Snark has passed back and forth between the groups over the years, and it continues to. In 2020, McCartney took a fresh jab at the Stones in an interview with David Remnick of The New Yorker. He said, per CNN News, "they're a blues cover band, that's sort of what the Stones are ... I think our net was cast a bit wider than theirs."

It would seem that there's an element of friendly rivalry here, more than any genuine ill-will. After all, the Stones and the Beatles are vying for position in the history of rock music, and veterans of both bands are bound to have strong feelings about where they stand in relation to each other.

Paul McCartney and The Rolling Stones share an ultimately friendly feud

Robert Plant, formerly of Led Zeppelin, alluded to this element of the feud in an appearance on Rolling Stone's "Music Now" show. American Songwriter reports that he said, "They've known each other since 1963. They love each other desperately." Plant doesn't "think there's any fighting," but when McCartney speaks out of turn, the Stones seem to have a comeback ready and waiting.

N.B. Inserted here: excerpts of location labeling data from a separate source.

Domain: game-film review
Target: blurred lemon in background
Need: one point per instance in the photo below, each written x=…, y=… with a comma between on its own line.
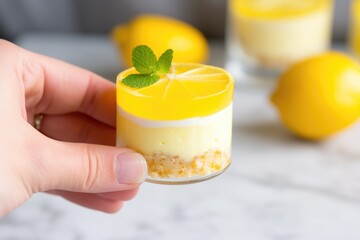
x=319, y=96
x=161, y=33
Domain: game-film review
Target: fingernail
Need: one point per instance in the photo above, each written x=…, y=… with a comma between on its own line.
x=130, y=167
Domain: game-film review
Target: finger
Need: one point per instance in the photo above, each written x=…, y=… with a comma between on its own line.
x=120, y=196
x=88, y=168
x=77, y=127
x=92, y=201
x=57, y=88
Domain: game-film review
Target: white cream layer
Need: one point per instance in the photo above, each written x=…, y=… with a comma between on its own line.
x=186, y=139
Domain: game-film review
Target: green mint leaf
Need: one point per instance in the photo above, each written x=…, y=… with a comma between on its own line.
x=165, y=61
x=140, y=80
x=144, y=60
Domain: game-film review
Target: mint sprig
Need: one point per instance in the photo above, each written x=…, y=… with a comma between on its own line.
x=149, y=68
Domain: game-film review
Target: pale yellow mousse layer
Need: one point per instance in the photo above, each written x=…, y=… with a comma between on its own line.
x=179, y=148
x=276, y=33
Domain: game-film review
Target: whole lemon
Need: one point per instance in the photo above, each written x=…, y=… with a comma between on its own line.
x=319, y=96
x=161, y=33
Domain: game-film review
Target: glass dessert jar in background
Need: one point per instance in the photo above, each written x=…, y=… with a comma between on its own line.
x=354, y=28
x=264, y=36
x=181, y=124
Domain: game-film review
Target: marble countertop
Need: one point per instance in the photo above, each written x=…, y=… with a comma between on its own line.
x=278, y=187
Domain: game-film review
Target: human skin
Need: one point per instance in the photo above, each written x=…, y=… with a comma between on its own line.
x=73, y=153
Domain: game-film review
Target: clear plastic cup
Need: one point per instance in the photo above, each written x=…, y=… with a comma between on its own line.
x=263, y=37
x=182, y=124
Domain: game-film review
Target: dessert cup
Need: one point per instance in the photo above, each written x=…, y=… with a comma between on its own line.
x=182, y=124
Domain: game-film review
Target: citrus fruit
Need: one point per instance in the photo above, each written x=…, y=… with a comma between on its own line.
x=161, y=33
x=188, y=90
x=319, y=96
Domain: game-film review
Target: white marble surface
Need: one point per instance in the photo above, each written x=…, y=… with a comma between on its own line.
x=278, y=187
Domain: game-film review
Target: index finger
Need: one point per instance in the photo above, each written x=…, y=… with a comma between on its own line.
x=67, y=88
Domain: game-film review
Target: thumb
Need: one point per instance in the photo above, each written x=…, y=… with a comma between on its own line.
x=90, y=168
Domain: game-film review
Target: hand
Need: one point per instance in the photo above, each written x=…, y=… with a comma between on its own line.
x=63, y=158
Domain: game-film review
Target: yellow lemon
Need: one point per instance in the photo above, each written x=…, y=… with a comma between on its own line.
x=161, y=33
x=188, y=90
x=319, y=96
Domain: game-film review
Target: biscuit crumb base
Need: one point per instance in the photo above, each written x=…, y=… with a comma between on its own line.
x=162, y=165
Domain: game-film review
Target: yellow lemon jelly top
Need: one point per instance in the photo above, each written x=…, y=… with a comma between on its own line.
x=276, y=9
x=188, y=90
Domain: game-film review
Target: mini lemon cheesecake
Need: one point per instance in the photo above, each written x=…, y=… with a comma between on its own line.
x=275, y=33
x=181, y=124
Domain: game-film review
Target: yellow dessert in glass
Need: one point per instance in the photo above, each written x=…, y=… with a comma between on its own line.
x=265, y=36
x=181, y=124
x=354, y=27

For his part, Mick Jagger declared on Apple Music (per ET Canada) that "there's obviously no competition" between his band and McCartney's, declaring the Beatles legend "a sweetheart." For Jagger, though, the Stones have one big advantage over their long-time rivals: they performed big tours, while the Beatles, in his view, quit before that part of the music scene really took off. "The Beatles never even did an arena tour, Madison Square Garden with a decent sound system," Jagger concluded a little scathingly.

Ultimately, it seems that both bands share a mutual respect, mingled with competitiveness. McCartney might consider the Stones a blues band, but he added on an interview with Howard Stern (per ET Canada), "There's a lot of differences, and I love the Stones, but ... the Beatles were better."